= Simon Hornby =

British businessman (1934–2010)

Sir Simon Michael Hornby (29 December 1934 – 17 July 2010) was a British businessman. He was chairman of WHSmith, the British retail chain, the Royal Horticultural Society and the Design Council. He founded the National Literacy Trust.

==Early life==
Simon Michael Hornby was born on 29 December 1934 in London. He was the son of Michael Hornby and grandson of St John Hornby. He grew up on his father's estate at Pusey House in Berkshire (now Oxfordshire) and was educated at Eton College, New College, Oxford and Harvard Business School. He served in the Grenadier Guards as a 2nd Lieutenant from 1953 to 1955.

==Career==
Hornby followed his father and grandfather on to the board of WHSmith, becoming Chairman in 1982. During his chairmanship the company acquired the Our Price records chain and the Paperchase stationery chain. They developed the Do It All DIY superstores and took a half-share in the Richard Branson created Virgin Megastores. Hornby also oversaw the acquisition of rival booksellers Waterstone's from former WHSmith manager, Tim Waterstone.

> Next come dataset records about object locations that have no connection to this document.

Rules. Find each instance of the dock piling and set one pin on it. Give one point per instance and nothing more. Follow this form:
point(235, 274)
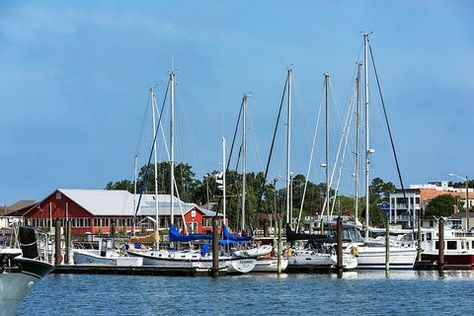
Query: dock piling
point(215, 248)
point(340, 264)
point(387, 246)
point(67, 234)
point(57, 242)
point(441, 244)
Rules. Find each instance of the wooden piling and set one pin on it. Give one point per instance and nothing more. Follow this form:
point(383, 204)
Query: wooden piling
point(112, 229)
point(67, 238)
point(279, 245)
point(340, 264)
point(387, 246)
point(215, 248)
point(57, 242)
point(441, 243)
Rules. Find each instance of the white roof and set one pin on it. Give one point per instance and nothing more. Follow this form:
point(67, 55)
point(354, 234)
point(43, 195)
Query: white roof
point(121, 203)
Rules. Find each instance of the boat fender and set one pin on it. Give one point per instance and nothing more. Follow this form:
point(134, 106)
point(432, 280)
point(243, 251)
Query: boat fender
point(355, 251)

His hobby was gardening and he created gardens first at Lake House, close to Pusey, then at The Ham, his last home near Wantage. He wrote on gardening for The Tatler and was President of the Royal Horticultural Society from 1994 to 2001. He was chairman of the Design Council from 1986 to 1992.

==Personal life==
He married Sheran Cazalet, the sister of his friend, the high court judge Sir Edward Cazalet, and daughter of the Queen Mother's horse trainer Peter Cazalet. They had no children.

==Honours==
Hornby was knighted in the 1988 New Year Honours.